The movie is about a British family in which the men are time travelers. They can only travel back in time (not into the future). The awkward son in the family Tim Lake (Domhnall Gleeson) discovers this on his 21st birthday. Of course he is skeptical, but he is told to go to a dark closet, make fists to concentrate and imagine a time in his life that he would like to change, and –voila! — he is taken back in time. He says he will use his new power to find a girlfriend.
Here are some of the surprising Mormon themes:
–The time travelers appear completely uninterested in earning money with their powers. The very down-to-Earth father warns that pursuing money has made past family members very unhappy.

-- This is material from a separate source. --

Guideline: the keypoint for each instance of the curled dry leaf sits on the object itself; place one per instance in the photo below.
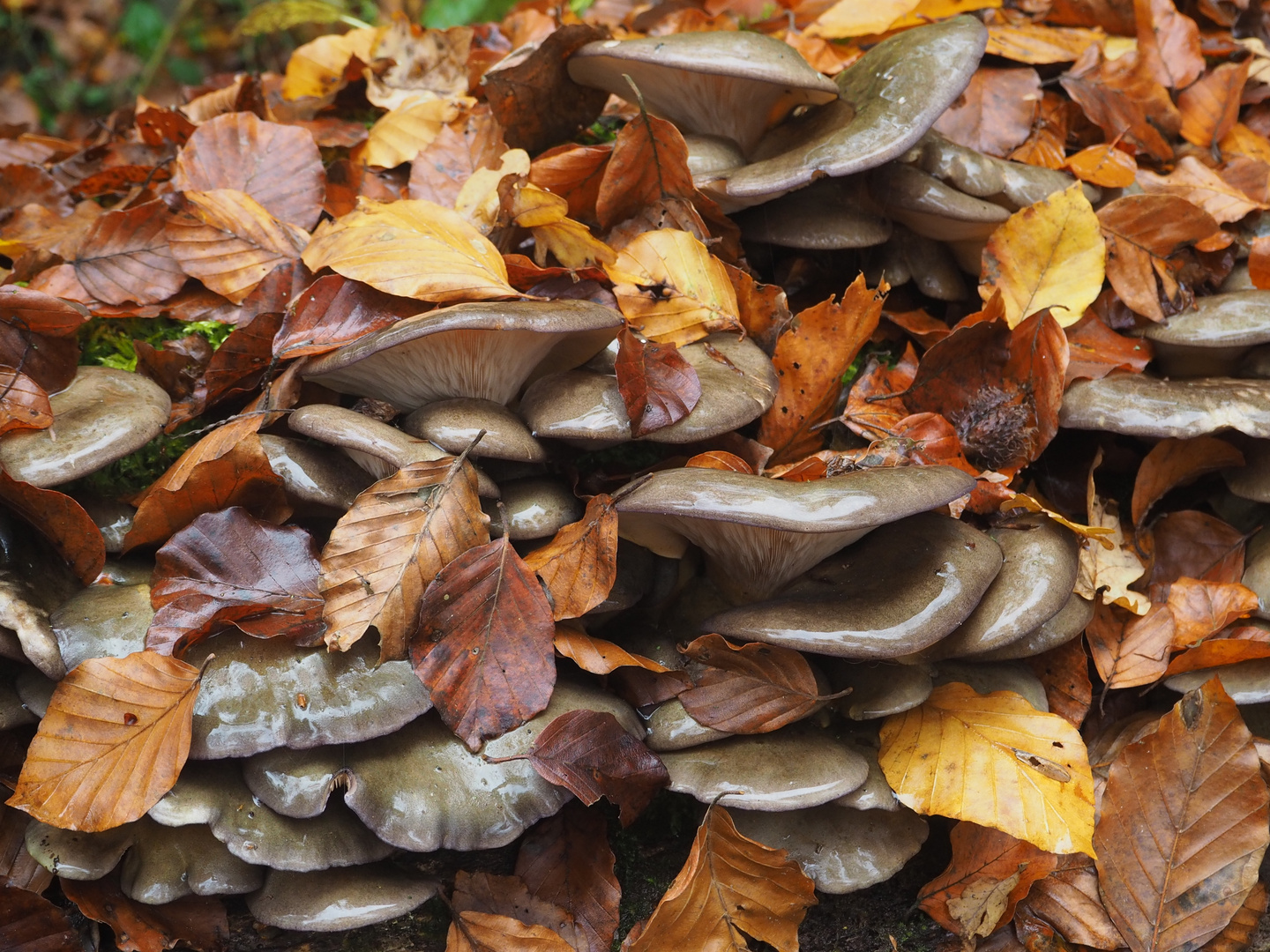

–They only use this power for small things involving their relationships with much-loved family members. (They show no interest in changing large, world-affecting events).
–The father played by the great Bill Nighy reveals that he primarily uses time travel to 1)spend time with his family 2)read good books 3)learn to appreciate life by reliving days twice, adopting a positive attitude the second time around. Tim does this, and we discover the age-old adage that it is not what happens to you, it is how you respond to what happens to you.
–Tim is very seriously involved with Mary (Rachel McAdams) but has a chance to hook up with a gorgeous past love (Charlotte, played by Margot Robbie). She invites him into her apartment, and Tim realizes he really is in love with Mary, and he literally runs away from Charlotte to avoid temptation. This scene would make a great young men’s lesson on chastity: infidelity is not worth it.
–Tim believes in marriage and in fidelity throughout his life. He is completely focused on Mary and has no interest in another woman. (Imagine how many Hollywood movies would show him fooling around with other women).
–Tim wants to have an unusually large (for modern Europe) number of children (three). He does this despite the fact that his friends and most people around him spend their time saying they are not interested in children.
The primary theme of the movie is completely aligned with David O. McKay’s statement that “no success can compensate for failure in the home.” Given all of the infidelity, violence and ugliness that is glorified in movies these days, “About Time” was a nice surprise.
A few warnings: unfortunately, this movie has a few unnecessary F-bombs and S-bombs. It is also worth pointing out that there are a few sexy scenes and that the main characters do hop into bed almost immediately, so this movie may not be appropriate for children and some younger teenagers. But overall, a very well-done movie.